James Giago Davies: It's time to honor our keen Lakota intellect


James Giago Davies

Time to honor keen Lakota intellect
Give the Just-Smart-Enough Clan the boot
By James Giago Davies
Native Sun News Today Columnist
nativesunnews.today

Every year hundreds of talented Lakota athletes bolster basketball rosters all across West River. We marvel at their skill; fans are familiar with their names, their style of play, and their history.

In every one of these schools there is another type of student. He might even be on the basketball team, but he did not make the roster for this other gift he has, because in the Lakota world, that other gift, has far less value than basketball skills.

This can be excused given the society at large thinks about that other gift pretty much the same way. They tend not to like it, don’t trust it, they can’t relate to it, understand it, so they don’t value it, encourage it, and seldom honor it.
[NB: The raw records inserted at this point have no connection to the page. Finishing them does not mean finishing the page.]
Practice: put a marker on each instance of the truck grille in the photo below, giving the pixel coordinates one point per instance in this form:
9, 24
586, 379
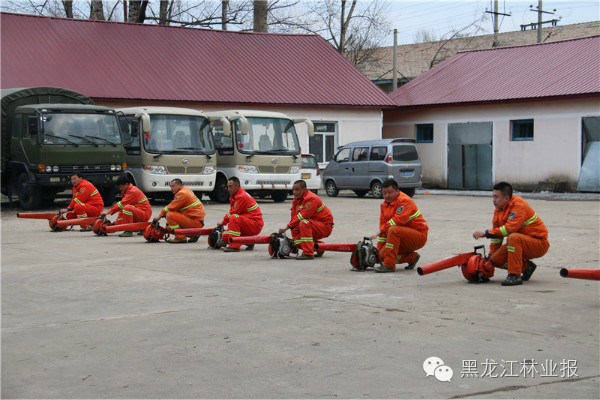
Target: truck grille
267, 169
274, 182
99, 168
186, 170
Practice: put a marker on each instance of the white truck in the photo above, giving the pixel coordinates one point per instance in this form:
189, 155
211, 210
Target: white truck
164, 143
262, 151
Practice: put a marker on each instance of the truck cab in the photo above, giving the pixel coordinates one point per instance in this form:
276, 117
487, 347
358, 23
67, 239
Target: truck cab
262, 151
164, 143
43, 144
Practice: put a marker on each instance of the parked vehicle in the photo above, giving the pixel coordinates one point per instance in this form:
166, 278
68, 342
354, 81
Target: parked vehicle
47, 134
263, 152
311, 173
172, 143
365, 165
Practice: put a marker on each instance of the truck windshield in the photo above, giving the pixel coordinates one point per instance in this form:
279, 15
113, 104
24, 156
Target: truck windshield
90, 129
179, 134
268, 136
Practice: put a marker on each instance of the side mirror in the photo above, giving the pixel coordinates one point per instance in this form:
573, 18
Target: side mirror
32, 125
243, 123
310, 127
225, 122
144, 122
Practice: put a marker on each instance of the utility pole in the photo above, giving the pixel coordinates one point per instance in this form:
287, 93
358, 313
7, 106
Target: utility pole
395, 62
224, 5
540, 11
496, 24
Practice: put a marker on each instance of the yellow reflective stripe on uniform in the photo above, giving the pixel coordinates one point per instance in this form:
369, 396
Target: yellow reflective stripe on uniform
415, 215
530, 220
191, 205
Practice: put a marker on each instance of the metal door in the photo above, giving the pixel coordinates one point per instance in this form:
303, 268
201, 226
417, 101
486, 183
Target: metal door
470, 156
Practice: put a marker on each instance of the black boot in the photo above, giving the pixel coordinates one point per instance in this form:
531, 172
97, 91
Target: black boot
512, 280
528, 271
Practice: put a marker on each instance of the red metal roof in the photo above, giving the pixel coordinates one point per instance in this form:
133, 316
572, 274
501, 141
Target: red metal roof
135, 61
570, 67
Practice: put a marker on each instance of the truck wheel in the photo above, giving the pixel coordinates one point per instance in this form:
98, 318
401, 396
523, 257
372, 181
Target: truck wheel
279, 196
29, 195
410, 192
331, 189
220, 193
376, 189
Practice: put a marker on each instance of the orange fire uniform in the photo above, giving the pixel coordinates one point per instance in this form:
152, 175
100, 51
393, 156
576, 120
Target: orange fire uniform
402, 231
86, 201
133, 207
311, 220
525, 233
244, 218
185, 211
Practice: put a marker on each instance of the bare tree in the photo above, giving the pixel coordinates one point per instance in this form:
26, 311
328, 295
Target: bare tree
260, 16
443, 52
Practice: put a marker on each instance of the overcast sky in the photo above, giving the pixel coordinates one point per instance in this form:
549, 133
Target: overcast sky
440, 17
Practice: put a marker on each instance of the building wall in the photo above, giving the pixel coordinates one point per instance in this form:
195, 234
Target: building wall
352, 124
554, 155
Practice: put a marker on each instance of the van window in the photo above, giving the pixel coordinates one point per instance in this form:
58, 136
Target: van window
360, 154
404, 152
343, 155
309, 162
378, 153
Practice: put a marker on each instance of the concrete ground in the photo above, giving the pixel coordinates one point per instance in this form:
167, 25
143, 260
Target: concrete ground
109, 317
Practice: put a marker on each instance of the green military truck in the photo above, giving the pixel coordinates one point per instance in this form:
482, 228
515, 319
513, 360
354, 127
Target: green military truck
49, 133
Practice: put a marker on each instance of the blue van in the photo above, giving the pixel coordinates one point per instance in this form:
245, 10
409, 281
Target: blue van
363, 166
To the extent this gift is routinely acknowledged it is only through artistic expression most people can relate to it. Because at least that entertains us, at least that is something we can incorporate into our life without feeling threatened or intimidated by the other gift.

A keen intellect is rare, and you are far less likely to encounter a Lakota with this gift, than you are a skilled ballplayer. More than likely, you won’t even recognize a keen intellect when you meet one, because like the rest of us, most of their activity focuses on the day-in-and-day-out world of school, work, small talk, they aren’t bursting into every room, declaring; “Listen up! I’m the smartest person in here!”

Not sure why keen intellect is rare. Seems like every healthy person should be extra smart, just like every healthy grizzly bear has the ability to break your back with a single swipe. But that is not the way it is.

Those who are smart enough to know they are not stupid, but not smart enough to recognize or appreciate the keen intellect when they meet one, are the most dangerous people in our world.

They have enough smarts to get in positions of power and responsibility, to meet and exceed success benchmarks, because they have the numbers, the opportunity, and because most people can understand who they are and what they are about. I call them the Just-Smart-Enough Clan.

Since many keen intellects become academics we can dismiss them as know-it-alls who teach but can’t do. Those who become scientists and writers and artists and great thinkers are removed enough from our everyday lives we assume that they will always be at the far end of a long road, in some far off city, maybe across a wide ocean. And most of the time we are correct in assuming that.